What’s Wrong with the Frog Prince?

I saw this picture and I thought, Ooh, cute picture. People will like this. I’ll use it for my blog. Yes, The Frog Prince is a classic fairy tale. It will fit with my fantasy theme.

The story proved to be more challenging than I thought. What is this tale trying to tell us? What’s the deeper meaning beneath the words? I evaluated each character’s behaviour and thought about their motives. I examined the relationships between them. Who is the hero of this story? How was he or she changed by the journey?

Is the Frog Prince the hero? After all, the tale is named for him. BUT my suspicions are immediately roused. Why has he been cursed? What did he do to deserve his fate? He seems to be all patience and innocence – but is he? We hear nothing about the wicked, vengeful sorceress who cursed him, so we don’t have any clues to her side of the story.
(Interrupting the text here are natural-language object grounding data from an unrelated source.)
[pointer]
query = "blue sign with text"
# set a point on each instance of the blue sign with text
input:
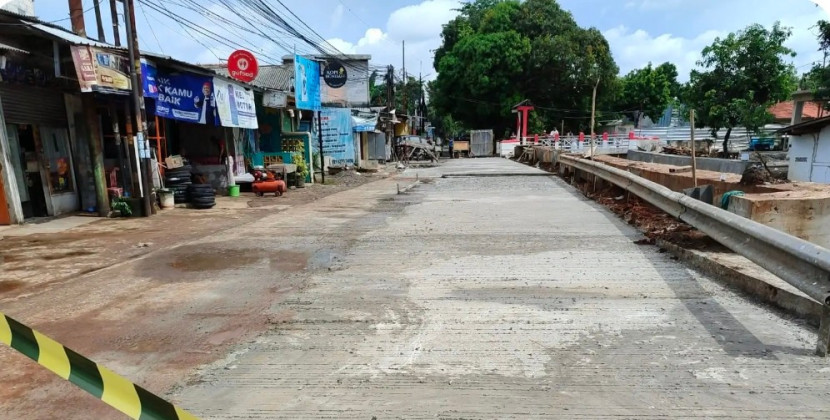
(186, 97)
(338, 142)
(307, 83)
The princess is not a likeable character at all. She seems spoilt, immature, deceptive and manipulative. She makes a promise just to get her way, and then refuses to keep it until her father steps in. Good, wise king. He’s making her take responsibility for her actions, but I wonder why he doesn’t give his daughter advice about her other options.

The prince is very persistent in his pursuit of the princess. That’s understandable – he has a lot to gain: restoration to his former self and his princely life, but he also ends up with the princess.
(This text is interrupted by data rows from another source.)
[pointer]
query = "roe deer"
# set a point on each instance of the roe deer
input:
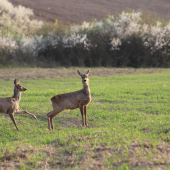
(10, 105)
(78, 99)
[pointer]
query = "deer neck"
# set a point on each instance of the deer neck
(86, 89)
(17, 94)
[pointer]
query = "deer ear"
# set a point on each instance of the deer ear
(87, 72)
(78, 71)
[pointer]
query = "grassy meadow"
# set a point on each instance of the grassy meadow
(128, 118)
And the princess’s reward for doing what she didn’t want to do? Surprise! The frog is actually a prince, and she gets to marry him. Hmmm. Questions, questions, questions.
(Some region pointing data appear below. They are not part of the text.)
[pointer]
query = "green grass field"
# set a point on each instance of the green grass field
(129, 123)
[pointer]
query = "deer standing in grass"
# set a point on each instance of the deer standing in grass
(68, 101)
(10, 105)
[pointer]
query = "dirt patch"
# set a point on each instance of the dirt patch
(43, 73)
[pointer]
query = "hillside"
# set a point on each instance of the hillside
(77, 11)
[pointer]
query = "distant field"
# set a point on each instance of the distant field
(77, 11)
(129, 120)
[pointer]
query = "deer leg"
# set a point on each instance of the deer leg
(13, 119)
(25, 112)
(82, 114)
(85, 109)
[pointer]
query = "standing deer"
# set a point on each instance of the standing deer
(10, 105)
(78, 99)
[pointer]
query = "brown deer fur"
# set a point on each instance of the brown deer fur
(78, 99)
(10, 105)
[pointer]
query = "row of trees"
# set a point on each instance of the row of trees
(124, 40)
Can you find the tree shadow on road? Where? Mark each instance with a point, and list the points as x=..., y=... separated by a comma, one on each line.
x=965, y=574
Why do so many girls want to be princesses? Why is marrying the prince the ultimate reward? I don’t think I’ve ever heard of a boy who dreams of being a prince. Who do boys want to be? Dwayne Johnson?

Well, the princess did make a promise, and I do believe that promises should be kept, but she should have thought that one through before she made it. Perhaps that’s the lesson in this story. Think first. Don’t make promises you don’t intend to keep. The consequences could stick with you for a long time.

How would the story have gone if the princess had said, “No thanks, Frog, I’ll just pop back to the palace and get the maintenance staff to sort this for me.”?

These days, an heroic princess would put on her deep diving gear and go get that golden ball from the bottom of the well herself. She’s bound to find something wonderful down there, too. Like long lost treasure, or the entrance to an amazing underwater world. At the very least she’ll know she can take care of her own problems.

This story wasn’t as clear-cut as one might expect. It has got its ‘ever after’ ending, but I have my doubts about ‘happily’. I finished with a lot of questions, and some good material for my own future fantasy tales. Well done, Grimm brothers. I like a thought-provoking challenge.